3 films de Bong Joon Ho : l’imaginaire au service des causes

Nous sommes habitués à la profusion de films fantastiques, SF ou fantasy venant du géant américain, avec en première cause l’argent nécessaire à la création de ces œuvres. Mais ils ne sont pas les seuls, loin de là, à s’être attaqués à l’imaginaire. La Corée du sud, pays du thriller par excellence, est le berceau d’un réalisateur s’étant démarqué de ses pairs, par son style autant que par son succès, qui a récemment conquis notre pays en remportant la Palme d’Or 2019 : Bong Joon-ho.

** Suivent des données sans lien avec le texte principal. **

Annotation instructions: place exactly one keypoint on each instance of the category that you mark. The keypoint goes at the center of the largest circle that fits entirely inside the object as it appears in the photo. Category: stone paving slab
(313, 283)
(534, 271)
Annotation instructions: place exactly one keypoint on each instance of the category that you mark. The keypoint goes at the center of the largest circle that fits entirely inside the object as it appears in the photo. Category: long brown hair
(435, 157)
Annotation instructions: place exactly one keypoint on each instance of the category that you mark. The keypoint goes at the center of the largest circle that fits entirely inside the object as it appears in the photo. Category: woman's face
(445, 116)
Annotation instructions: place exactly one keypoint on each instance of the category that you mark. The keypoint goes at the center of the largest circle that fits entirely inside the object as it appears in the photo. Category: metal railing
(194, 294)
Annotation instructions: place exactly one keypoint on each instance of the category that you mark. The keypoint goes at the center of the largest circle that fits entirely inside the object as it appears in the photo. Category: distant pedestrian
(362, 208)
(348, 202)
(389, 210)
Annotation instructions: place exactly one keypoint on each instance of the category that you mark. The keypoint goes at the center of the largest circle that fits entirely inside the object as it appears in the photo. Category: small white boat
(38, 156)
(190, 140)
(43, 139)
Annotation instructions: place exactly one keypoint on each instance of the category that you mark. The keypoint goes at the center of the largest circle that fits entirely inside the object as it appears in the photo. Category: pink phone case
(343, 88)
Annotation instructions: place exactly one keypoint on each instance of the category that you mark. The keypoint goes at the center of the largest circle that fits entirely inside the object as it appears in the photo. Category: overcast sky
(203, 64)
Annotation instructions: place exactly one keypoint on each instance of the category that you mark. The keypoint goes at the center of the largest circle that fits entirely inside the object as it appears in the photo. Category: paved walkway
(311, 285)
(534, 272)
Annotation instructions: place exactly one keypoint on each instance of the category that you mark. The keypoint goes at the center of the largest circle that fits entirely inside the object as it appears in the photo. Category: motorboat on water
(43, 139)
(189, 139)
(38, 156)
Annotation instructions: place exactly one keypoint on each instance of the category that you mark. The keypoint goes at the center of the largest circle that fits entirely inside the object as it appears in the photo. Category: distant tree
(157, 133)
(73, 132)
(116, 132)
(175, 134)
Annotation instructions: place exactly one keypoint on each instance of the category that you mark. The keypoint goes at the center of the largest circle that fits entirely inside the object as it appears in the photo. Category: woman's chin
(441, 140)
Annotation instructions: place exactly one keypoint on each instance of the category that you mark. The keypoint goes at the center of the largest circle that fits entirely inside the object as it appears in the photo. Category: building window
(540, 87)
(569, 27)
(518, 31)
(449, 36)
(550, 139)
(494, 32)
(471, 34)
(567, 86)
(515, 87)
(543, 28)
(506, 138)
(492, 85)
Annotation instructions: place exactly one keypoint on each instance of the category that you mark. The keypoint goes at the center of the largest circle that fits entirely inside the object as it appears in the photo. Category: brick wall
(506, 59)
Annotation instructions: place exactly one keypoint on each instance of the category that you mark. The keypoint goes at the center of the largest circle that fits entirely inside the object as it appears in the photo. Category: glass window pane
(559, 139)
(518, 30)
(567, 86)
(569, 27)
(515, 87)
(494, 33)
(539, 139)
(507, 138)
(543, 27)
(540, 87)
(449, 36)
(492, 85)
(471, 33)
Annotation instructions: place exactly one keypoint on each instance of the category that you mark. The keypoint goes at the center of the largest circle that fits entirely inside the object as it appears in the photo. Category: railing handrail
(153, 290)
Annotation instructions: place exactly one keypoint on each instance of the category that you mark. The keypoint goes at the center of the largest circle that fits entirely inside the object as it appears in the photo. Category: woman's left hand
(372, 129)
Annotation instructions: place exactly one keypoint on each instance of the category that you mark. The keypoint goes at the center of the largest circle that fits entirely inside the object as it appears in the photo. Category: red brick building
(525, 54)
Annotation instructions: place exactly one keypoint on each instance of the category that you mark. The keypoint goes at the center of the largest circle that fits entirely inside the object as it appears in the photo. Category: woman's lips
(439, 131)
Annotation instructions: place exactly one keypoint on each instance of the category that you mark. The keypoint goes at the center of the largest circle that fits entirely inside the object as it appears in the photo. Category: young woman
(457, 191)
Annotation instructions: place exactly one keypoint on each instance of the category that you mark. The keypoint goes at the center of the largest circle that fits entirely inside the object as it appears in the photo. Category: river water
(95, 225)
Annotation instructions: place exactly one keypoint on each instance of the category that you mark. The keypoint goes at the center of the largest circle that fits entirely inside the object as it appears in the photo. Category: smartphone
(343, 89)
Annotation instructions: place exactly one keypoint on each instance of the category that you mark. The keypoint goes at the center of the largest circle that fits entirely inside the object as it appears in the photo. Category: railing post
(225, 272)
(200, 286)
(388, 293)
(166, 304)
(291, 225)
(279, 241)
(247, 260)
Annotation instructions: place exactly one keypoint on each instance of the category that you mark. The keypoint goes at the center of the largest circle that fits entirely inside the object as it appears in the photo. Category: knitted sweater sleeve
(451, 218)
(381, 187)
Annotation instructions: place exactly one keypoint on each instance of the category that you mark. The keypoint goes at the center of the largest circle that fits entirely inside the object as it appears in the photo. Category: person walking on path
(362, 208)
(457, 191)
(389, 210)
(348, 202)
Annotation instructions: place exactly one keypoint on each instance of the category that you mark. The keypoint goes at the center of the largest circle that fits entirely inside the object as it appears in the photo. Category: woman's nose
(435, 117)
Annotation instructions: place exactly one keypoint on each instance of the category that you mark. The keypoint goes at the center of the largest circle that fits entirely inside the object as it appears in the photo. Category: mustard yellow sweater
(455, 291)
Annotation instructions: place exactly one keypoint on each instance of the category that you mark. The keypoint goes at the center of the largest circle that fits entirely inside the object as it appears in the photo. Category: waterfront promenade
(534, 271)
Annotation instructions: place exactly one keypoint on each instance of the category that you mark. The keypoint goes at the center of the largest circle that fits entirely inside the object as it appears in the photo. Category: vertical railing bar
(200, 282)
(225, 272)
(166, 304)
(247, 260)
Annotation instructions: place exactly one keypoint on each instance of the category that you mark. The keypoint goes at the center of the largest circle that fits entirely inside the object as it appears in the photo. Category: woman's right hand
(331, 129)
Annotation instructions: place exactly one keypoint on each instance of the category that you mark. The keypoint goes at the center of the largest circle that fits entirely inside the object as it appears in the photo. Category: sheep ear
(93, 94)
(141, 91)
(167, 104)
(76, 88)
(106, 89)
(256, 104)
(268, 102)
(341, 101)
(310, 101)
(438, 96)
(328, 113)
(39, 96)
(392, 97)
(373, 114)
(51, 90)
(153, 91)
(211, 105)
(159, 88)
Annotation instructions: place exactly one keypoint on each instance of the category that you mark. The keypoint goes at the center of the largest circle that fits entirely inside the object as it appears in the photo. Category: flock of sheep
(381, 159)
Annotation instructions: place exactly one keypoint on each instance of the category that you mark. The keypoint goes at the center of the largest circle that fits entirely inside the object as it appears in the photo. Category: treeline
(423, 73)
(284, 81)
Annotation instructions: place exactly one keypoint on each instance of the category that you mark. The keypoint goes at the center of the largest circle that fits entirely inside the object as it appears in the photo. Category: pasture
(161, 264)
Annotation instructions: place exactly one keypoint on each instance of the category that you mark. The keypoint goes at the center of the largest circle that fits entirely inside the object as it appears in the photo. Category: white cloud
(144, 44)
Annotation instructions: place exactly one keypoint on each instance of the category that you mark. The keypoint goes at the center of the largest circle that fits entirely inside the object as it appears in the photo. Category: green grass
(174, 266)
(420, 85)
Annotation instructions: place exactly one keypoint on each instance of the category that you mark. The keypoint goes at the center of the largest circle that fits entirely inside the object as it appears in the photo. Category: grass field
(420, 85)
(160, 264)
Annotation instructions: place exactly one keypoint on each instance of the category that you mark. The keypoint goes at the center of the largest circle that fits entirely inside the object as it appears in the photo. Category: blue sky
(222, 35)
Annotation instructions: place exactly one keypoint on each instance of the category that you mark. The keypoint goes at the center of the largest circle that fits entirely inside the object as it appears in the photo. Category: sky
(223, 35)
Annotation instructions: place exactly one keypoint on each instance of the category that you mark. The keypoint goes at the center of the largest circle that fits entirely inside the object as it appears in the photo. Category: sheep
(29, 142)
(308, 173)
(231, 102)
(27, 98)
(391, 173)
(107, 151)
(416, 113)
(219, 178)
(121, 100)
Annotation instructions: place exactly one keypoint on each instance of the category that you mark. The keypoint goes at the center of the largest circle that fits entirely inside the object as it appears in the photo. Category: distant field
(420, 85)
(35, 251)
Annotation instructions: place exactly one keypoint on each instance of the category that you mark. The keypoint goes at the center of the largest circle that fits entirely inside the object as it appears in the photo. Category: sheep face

Mettant de côté ses débuts dans le thriller, je vais vous présenter trois de ses films qui sont ancrés dans les genres de l’imaginaire.

      1. The host

Film sorti en 2006, The host raconte l’histoire d’une famille à Séoul confrontée à une bête difforme. Déjà à l’époque, le réalisateur créait des histoires puissantes avec de réelles thématiques, des causes qui lui tiennent à cœur. Ici, ce sera la pollution et la domination des USA. Ces problématiques sont réunies via le fait réel sur lequel se base le film : dans les années 1980, une entreprise américaine pollua gravement la rivière Han. Dans la fiction, c’est cette pollution qui transforme un calamar en monstre et déclenche toute l’histoire. Tout au long du film, pollution et américains sont étroitement liés, par exemple avec l’épisode où ils essaient de tuer le monstre par le biais d’une arme chimique (très bonne idée quand on a créé cette bête semi-aquatique plus ou moins par le même moyen). Le visuel des films catastrophes, avec ces organisations militaires équipées de protections rappelant les combinaisons contre la radioactivité, ont fortement inspirés The Host, posant des forces américaines d’autant plus inquiétantes derrières leurs masques, et les opposant aux “vraies personnes” qui vivent ici et ne sont, elles, pas coupées de la réalité.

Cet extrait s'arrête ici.